Air pollution readings in northern Chinese cities were many times above the World Health Organization-designated safe level of 25 micrograms per cubic meter of PM 2.5, the tiny, toxic particles that damage lung tissue. The readings exceeded 400 by Monday afternoon in several cities in the northern province of Hebei.
Expressways in Shijiazhuang, Hebei’s capital, and more than a half-dozen other cities there were temporarily closed, according to notices posted on the official microblog of the province’s traffic police.
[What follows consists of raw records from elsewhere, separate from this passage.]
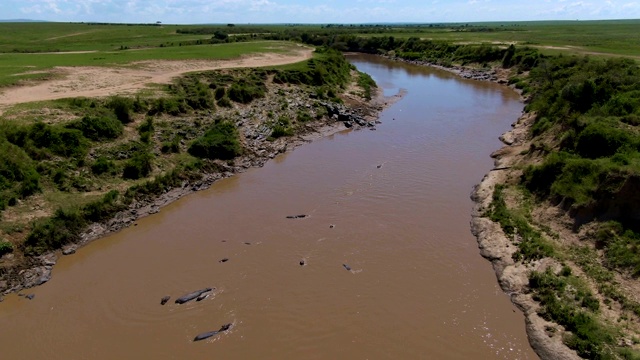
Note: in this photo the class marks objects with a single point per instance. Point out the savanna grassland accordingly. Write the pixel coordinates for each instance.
(568, 201)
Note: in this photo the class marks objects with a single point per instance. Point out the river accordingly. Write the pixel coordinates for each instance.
(392, 204)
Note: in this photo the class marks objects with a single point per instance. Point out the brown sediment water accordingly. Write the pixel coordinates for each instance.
(392, 204)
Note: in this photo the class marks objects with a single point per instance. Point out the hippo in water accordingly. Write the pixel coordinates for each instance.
(191, 296)
(209, 334)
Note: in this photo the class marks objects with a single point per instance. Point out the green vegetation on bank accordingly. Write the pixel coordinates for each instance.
(28, 55)
(103, 154)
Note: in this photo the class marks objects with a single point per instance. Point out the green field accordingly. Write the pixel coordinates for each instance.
(619, 37)
(27, 50)
(20, 66)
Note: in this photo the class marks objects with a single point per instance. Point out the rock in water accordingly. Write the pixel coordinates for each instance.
(191, 296)
(202, 297)
(302, 216)
(205, 335)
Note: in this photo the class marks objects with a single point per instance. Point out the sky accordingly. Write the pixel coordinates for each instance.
(315, 11)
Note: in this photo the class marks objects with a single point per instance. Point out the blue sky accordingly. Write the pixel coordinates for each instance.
(315, 11)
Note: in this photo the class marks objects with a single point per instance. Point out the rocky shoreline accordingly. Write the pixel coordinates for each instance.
(358, 115)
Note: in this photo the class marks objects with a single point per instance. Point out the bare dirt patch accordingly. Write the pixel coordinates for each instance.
(106, 81)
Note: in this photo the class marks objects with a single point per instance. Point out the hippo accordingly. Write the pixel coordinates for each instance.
(191, 296)
(209, 334)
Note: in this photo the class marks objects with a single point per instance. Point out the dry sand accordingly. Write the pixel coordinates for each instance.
(106, 81)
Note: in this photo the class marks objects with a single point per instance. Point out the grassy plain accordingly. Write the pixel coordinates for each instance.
(611, 37)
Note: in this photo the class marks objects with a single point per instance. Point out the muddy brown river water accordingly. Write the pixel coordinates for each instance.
(417, 288)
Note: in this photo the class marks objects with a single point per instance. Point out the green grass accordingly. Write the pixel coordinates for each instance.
(15, 67)
(619, 37)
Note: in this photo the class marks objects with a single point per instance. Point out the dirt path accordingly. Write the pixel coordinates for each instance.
(106, 81)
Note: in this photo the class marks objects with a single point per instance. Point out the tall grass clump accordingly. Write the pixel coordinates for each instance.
(221, 141)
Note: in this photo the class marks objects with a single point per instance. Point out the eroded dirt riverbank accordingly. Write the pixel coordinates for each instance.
(391, 204)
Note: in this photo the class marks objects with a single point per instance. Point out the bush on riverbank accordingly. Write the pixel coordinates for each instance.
(221, 141)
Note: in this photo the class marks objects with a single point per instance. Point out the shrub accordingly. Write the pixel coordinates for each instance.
(5, 247)
(103, 165)
(146, 129)
(221, 141)
(61, 229)
(224, 102)
(17, 170)
(601, 140)
(303, 116)
(98, 128)
(171, 147)
(122, 108)
(219, 93)
(138, 166)
(58, 140)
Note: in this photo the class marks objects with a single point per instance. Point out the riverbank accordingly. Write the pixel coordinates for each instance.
(322, 118)
(494, 245)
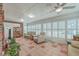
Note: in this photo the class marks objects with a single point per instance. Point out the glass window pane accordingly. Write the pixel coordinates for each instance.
(48, 33)
(54, 33)
(48, 25)
(70, 34)
(44, 26)
(54, 25)
(61, 33)
(78, 24)
(61, 25)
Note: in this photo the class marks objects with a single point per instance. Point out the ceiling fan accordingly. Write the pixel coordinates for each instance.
(58, 7)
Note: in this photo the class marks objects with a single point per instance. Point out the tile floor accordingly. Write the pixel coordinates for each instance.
(30, 48)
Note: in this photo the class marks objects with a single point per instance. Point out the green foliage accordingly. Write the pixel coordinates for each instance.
(13, 49)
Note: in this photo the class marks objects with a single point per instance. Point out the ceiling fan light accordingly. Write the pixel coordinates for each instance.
(31, 16)
(59, 9)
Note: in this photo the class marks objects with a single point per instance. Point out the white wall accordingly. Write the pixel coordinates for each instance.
(8, 26)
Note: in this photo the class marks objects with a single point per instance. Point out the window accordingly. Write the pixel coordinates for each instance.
(54, 25)
(61, 25)
(54, 30)
(70, 34)
(71, 24)
(54, 33)
(61, 33)
(71, 28)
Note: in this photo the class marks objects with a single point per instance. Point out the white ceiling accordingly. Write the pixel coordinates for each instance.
(18, 11)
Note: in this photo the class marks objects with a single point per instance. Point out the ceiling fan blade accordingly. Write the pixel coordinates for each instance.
(69, 7)
(63, 4)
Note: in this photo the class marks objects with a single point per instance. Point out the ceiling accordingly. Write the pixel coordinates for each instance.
(18, 11)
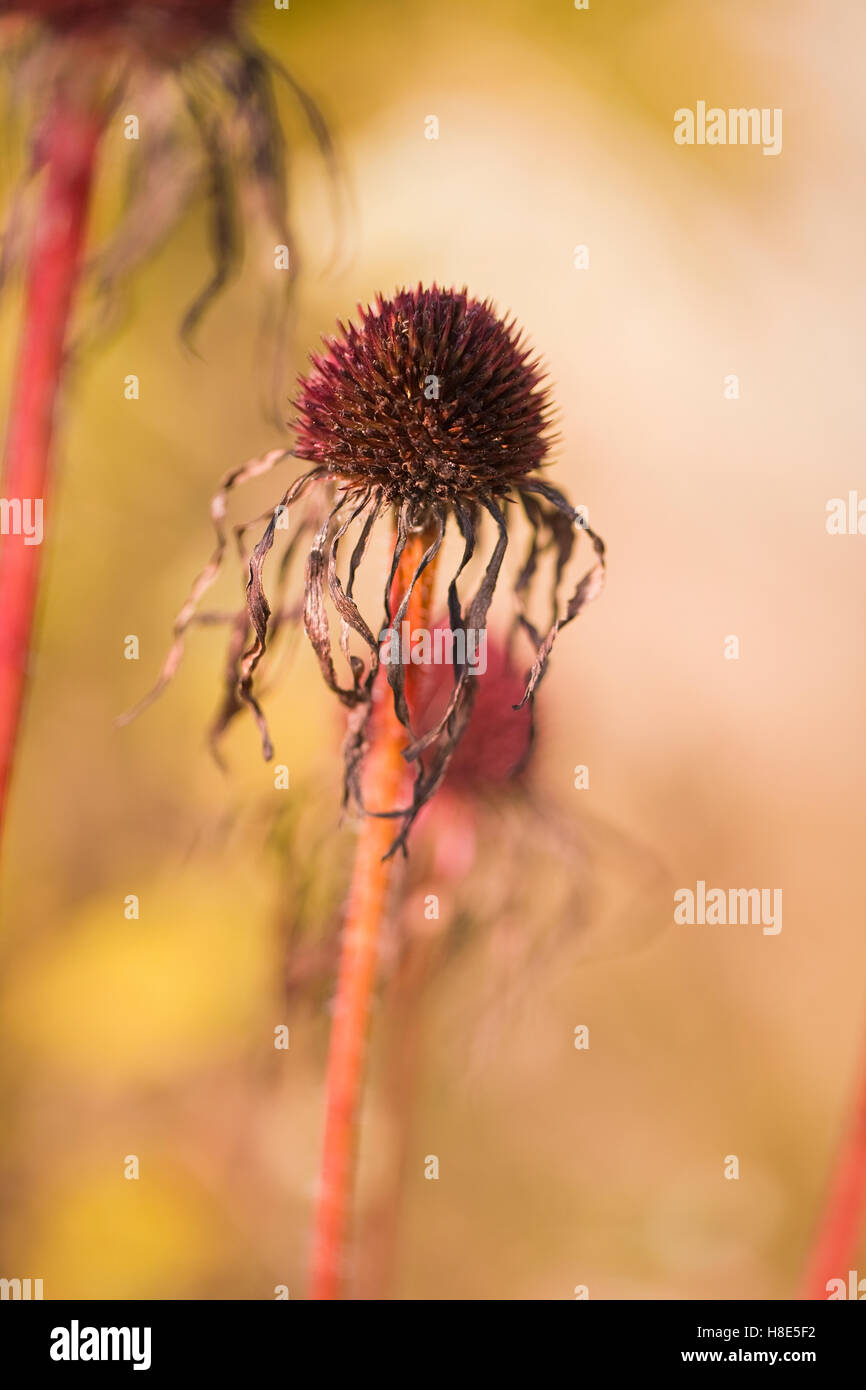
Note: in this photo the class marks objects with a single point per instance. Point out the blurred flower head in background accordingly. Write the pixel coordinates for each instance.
(196, 99)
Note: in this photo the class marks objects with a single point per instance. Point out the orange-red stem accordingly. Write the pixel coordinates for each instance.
(841, 1223)
(385, 784)
(70, 141)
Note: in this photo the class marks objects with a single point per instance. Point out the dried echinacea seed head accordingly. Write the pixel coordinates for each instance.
(430, 413)
(431, 398)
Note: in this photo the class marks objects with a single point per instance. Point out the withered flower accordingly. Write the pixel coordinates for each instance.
(205, 93)
(430, 410)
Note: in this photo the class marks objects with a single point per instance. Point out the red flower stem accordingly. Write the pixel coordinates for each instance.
(68, 148)
(387, 784)
(841, 1225)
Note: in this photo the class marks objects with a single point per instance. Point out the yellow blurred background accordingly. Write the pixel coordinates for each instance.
(154, 1037)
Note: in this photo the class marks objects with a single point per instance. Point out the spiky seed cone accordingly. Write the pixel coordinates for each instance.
(431, 398)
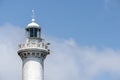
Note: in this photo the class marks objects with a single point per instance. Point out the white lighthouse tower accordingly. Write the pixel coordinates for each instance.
(33, 53)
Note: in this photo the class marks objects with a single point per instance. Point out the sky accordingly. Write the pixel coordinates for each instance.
(84, 37)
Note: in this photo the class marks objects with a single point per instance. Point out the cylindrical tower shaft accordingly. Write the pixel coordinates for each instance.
(33, 52)
(33, 69)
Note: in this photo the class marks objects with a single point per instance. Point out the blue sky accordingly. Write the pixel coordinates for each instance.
(86, 30)
(89, 22)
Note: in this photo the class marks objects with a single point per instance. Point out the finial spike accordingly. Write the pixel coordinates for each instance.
(33, 15)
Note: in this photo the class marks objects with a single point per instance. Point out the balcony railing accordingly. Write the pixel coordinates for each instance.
(33, 45)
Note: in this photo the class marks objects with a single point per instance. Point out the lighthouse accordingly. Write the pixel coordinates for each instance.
(33, 52)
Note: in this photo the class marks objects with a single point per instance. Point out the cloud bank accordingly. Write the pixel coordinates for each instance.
(67, 61)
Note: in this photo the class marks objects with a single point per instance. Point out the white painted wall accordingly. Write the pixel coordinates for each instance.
(33, 69)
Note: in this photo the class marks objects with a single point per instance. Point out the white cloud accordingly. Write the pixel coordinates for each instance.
(68, 61)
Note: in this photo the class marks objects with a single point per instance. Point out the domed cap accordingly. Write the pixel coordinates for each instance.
(33, 24)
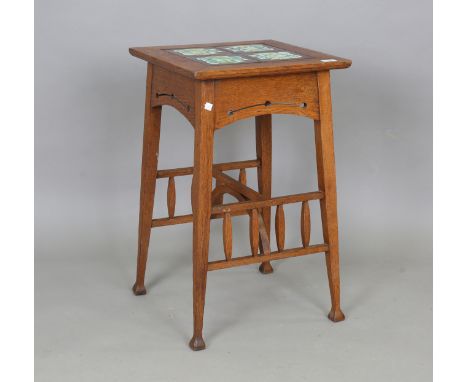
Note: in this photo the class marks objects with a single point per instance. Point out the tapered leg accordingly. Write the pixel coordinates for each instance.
(327, 184)
(148, 182)
(263, 145)
(201, 205)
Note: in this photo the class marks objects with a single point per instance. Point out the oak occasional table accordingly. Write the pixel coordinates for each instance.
(213, 85)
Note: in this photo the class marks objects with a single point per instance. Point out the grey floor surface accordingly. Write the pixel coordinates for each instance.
(89, 326)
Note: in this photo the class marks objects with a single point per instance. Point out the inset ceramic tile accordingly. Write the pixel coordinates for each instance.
(248, 48)
(197, 51)
(275, 56)
(222, 60)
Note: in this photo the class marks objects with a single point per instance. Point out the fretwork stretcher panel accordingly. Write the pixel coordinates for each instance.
(214, 85)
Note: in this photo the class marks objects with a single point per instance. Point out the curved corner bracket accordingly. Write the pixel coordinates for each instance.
(170, 99)
(226, 117)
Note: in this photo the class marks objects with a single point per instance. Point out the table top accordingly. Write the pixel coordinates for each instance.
(238, 59)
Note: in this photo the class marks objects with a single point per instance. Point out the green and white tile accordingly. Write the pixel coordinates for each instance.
(248, 48)
(268, 56)
(222, 60)
(197, 51)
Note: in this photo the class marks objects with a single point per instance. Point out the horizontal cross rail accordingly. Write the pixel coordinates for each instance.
(182, 219)
(240, 208)
(219, 166)
(293, 252)
(249, 205)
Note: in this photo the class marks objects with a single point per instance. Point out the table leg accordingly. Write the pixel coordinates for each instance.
(327, 184)
(201, 205)
(263, 137)
(149, 165)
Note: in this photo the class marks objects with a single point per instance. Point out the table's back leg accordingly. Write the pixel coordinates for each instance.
(149, 165)
(327, 184)
(263, 137)
(201, 204)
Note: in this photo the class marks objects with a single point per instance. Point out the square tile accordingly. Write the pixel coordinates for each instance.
(248, 48)
(269, 56)
(222, 60)
(198, 51)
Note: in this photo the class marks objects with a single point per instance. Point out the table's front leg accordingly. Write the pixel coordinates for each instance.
(201, 203)
(327, 184)
(263, 137)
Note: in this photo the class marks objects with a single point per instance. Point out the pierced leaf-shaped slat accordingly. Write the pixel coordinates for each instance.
(243, 176)
(227, 236)
(305, 223)
(171, 197)
(279, 227)
(254, 232)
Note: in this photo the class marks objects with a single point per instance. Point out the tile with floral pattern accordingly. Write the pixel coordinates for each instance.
(197, 51)
(275, 56)
(248, 48)
(222, 60)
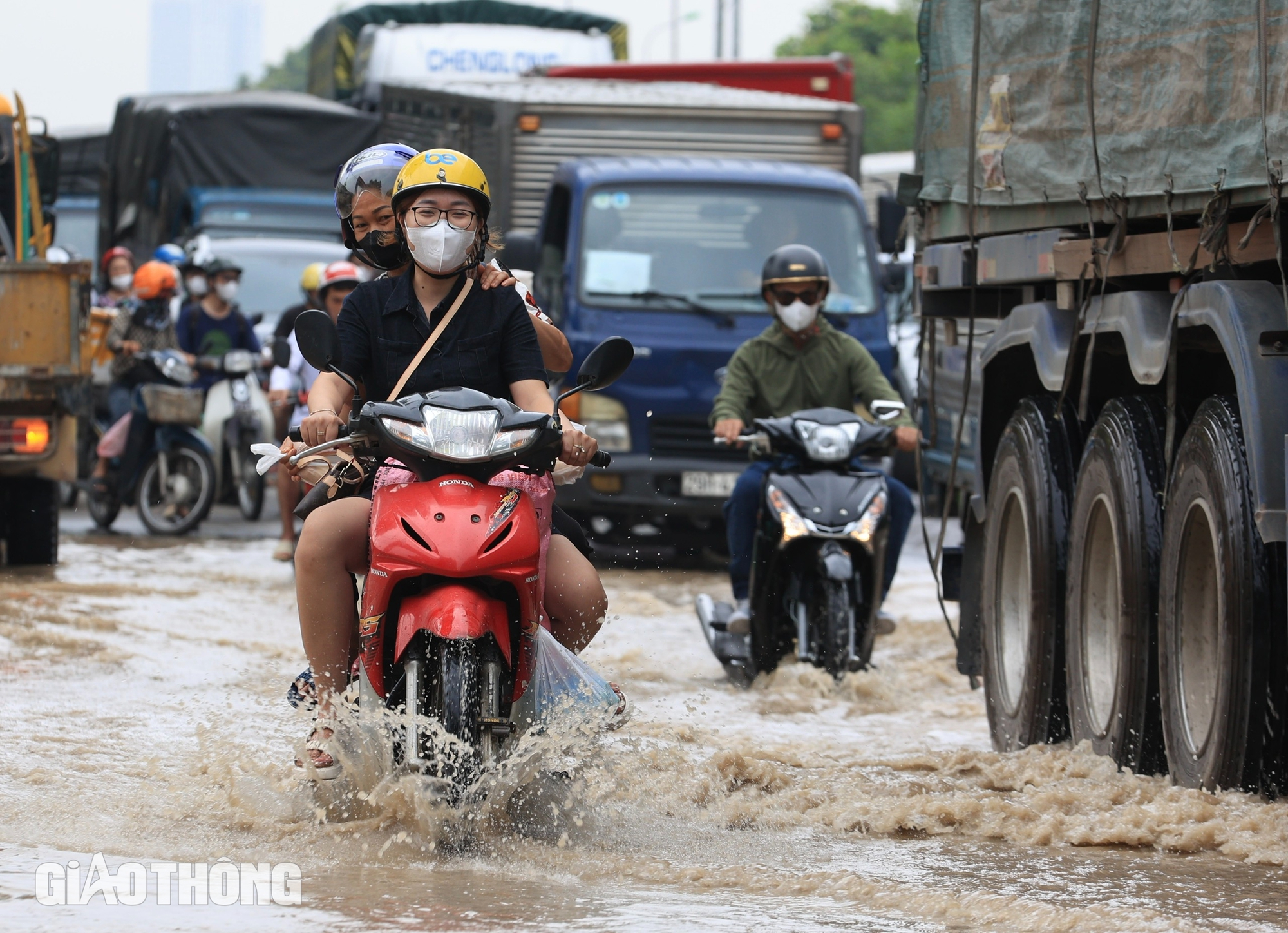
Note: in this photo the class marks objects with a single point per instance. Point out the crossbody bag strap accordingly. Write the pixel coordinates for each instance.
(433, 340)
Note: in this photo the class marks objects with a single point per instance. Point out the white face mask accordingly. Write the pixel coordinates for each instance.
(798, 316)
(440, 249)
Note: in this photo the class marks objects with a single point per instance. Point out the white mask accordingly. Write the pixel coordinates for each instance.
(798, 316)
(441, 248)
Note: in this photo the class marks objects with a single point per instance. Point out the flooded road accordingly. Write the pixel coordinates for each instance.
(142, 716)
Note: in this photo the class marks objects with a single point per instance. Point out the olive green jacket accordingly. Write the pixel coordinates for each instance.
(771, 378)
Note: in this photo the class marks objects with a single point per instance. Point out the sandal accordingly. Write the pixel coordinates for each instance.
(623, 715)
(324, 765)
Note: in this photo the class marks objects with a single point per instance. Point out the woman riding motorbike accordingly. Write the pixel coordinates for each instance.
(440, 206)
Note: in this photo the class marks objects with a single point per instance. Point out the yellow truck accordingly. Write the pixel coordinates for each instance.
(44, 368)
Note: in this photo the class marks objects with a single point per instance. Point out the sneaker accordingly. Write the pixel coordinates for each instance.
(740, 620)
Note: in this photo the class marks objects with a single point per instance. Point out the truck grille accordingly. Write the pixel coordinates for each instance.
(688, 436)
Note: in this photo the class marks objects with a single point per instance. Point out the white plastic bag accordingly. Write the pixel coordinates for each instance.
(564, 689)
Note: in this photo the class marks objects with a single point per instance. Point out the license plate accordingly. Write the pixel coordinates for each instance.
(701, 484)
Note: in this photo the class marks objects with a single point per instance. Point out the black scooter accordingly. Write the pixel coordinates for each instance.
(820, 552)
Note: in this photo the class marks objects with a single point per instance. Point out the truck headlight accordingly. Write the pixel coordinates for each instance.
(607, 422)
(866, 525)
(794, 526)
(828, 443)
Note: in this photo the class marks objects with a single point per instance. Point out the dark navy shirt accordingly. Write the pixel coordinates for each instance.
(489, 345)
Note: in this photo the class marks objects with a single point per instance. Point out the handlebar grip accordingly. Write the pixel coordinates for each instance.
(312, 499)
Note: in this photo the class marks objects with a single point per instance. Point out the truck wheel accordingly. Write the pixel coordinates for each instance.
(1214, 615)
(1023, 593)
(32, 521)
(1115, 532)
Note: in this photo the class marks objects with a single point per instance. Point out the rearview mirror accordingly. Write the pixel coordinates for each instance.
(319, 341)
(606, 364)
(887, 410)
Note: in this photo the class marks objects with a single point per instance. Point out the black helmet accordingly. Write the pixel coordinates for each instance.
(794, 264)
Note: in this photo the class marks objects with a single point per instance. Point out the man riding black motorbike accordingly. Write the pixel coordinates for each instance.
(799, 361)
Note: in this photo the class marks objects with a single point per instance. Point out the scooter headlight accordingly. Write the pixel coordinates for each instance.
(866, 526)
(794, 526)
(828, 443)
(239, 361)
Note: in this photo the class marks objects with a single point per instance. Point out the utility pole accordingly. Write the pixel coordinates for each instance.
(719, 30)
(676, 30)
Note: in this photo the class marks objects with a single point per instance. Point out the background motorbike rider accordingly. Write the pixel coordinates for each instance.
(118, 270)
(146, 327)
(216, 325)
(441, 204)
(799, 361)
(293, 383)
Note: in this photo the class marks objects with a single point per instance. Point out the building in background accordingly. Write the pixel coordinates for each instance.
(198, 46)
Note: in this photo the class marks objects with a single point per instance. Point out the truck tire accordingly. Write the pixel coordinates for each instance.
(1023, 587)
(1116, 529)
(32, 521)
(1215, 610)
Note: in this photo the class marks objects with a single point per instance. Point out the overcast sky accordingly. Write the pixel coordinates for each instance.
(73, 60)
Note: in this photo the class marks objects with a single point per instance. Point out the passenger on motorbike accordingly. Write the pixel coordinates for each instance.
(799, 361)
(216, 325)
(293, 383)
(440, 206)
(145, 327)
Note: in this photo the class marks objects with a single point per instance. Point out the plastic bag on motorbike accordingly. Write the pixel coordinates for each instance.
(564, 689)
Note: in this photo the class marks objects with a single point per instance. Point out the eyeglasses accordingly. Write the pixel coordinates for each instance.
(458, 218)
(786, 297)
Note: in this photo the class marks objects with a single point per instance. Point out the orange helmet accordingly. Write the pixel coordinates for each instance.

In the central city of Zhengzhou, authorities ordered students from kindergarten through high school to stay home on Tuesday because of the smog.
Authorities have deployed teams of inspectors to check on polluting factories, reports said.
Dramatic time-lapse video posted on Twitter and Instagram captured the smog rolling in and filling the streets of Beijing on Monday.
China has long faced some of the worst air pollution in the world, blamed on its reliance of coal for energy and factory production, as well as a surplus of older, less efficient cars on its roads.
Researchers at Germany’s Max Planck institute have estimated that smog has led to 1.4 million premature deaths per year in China, while the nonprofit group Berkeley Earth in California has had a higher figure, 1.6 million.